2. D’autre part, aux termes de l’article R. 811-2 du code de justice administrative : « Sauf disposition contraire, le délai d'appel est de deux mois. Il court contre toute partie à l'instance à compter du jour où la notification a été faite à cette partie dans les conditions prévues aux articles R 751-3 à R. 751-4-1. (…) »

3. Il ressort des pièces du dossier que le pli recommandé avec avis de réception portant notification du jugement du tribunal administratif de Paris du 9 décembre 2024 qui a été présenté à l’adresse indiquée par M. A... dans sa demande de première instance, a été renvoyé au greffe du tribunal le 20 décembre 2024 avec la mention « destinataire inconnu à l’adresse ». Il ne ressort pas des pièces du dossier que ce dernier aurait communiqué au tribunal un éventuel changement d’adresse. Par ailleurs, M. A... a indiqué être domicilié à cette même adresse lors de sa requête un appel. Dans ces conditions, la notification du jugement attaqué doit être regardée comme ayant été régulièrement effectuée au plus tard le 11 décembre 2024. Or, il ressort des pièces du dossier que le requérant n’a introduit sa requête d’appel que le 26 mai 2025, soit au-delà du délai d’appel de deux mois. Ainsi, la requête est tardive et, par suite, irrecevable.

4. Il résulte de ce qui précède que la requête de M. A... est manifestement irrecevable. Il y a lieu, dès lors, de la rejeter en application des dispositions précitées du 4° de l’article R. 222-1 du code de justice administrative, y compris les conclusions aux fins d’injonction et celles présentées au titre des frais de l’instance.

ORDONNE :

Article 1er : La requête de M. A... est rejetée.
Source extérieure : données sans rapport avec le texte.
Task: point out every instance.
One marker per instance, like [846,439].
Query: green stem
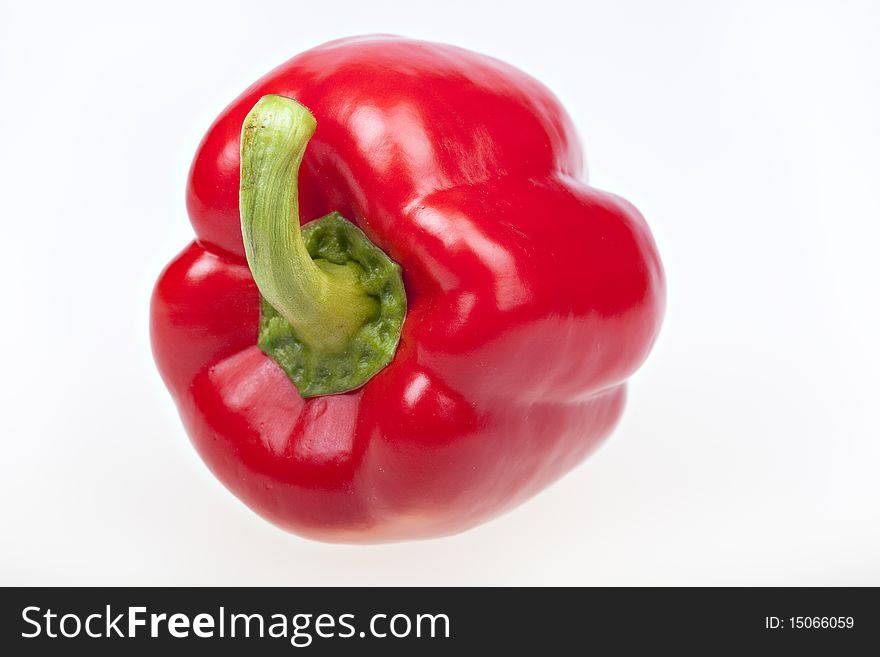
[324,302]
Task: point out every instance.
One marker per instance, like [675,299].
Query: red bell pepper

Article 2 : La présente ordonnance sera notifiée à M. B... A....

Copie en sera adressée au ministre de l’intérieur.



Fait à Paris, le 2 février 2026

La présidente de la 6ème chambre,
J. BONIFACJ

La République mande et ordonne au ministre de l’intérieur en ce qui le concerne, ou à tous commissaires de justice à ce requis en ce qui concerne les voies de droit commun contre les parties privées, de pourvoir à l’exécution de la présente décision.